Zielphoto in Limone (66 m) |
Warten auf die Fähre nach Torbole (und den Regen) |
Am Hafen warte ich auf die anderen, die einer nach dem anderen kurz nach mir eintreffen. Die bösen Blicke halten sich in Grenzen und beim Zielphoto können (müssen) alle wieder lachen. Der Weg war eigentlich unproblematisch, er war sogar sehr interessant, es hat nur keiner damit gerechnet, dass wir die letzen Höhenmeter auf so eine brutale Art und Weise vernichten müssen.
Hotel Orchidea in Riva |
Obwohl keiner von uns Limone kennt, bleibt uns kaum Zeit, den Zieleinlauf zu genießen. Die ersten Tropfen fallen und es wird bedrohlich dunkel. Was sagte ich noch? Gut, dass es trocken ist? Da haben wir aber Glück gehabt, dass wir nicht mehr auf der Abfahrt sind. Beim Warten auf die Fähre öffnet der Himmel all seine Schleußen und die Fährüberfahrt wird keiner von uns so schnell bergessen. Sinnflutartiger Regen und Windböhen mit Orkanstärke machen die Bootsfahrt zu einem Abenteuertrip. Nur gut, dass unsere Räder nicht von Deck gespült wurden.
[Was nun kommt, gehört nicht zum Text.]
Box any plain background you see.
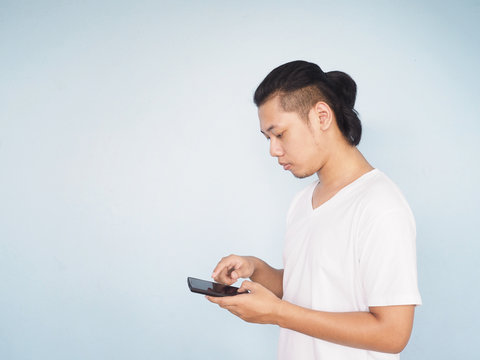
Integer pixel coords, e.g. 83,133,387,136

Bei schönem Wetter ist so eine Fahrt auf dem Gardasee sicher eine tolle Sache, von der Landschaft haben wir aber nichts gesehen. Die letzten Meter von Torbole nach Riva legen wir noch einmal auf dem Rad zurück. Der Regen hat zwar nachgelassen, aber wir sind trotzdem patschnass, als wir das Stammhotel Orchidea am Fuße des Brione erreichen. Zwei müssen in das Kellerzimmer, aber was soll's, ich bin das gewohnt. Das traditionelle abendliche Pizzaessen findet heute zum ersten Mal in einem Restaurant statt und nicht wie üblich im Freien.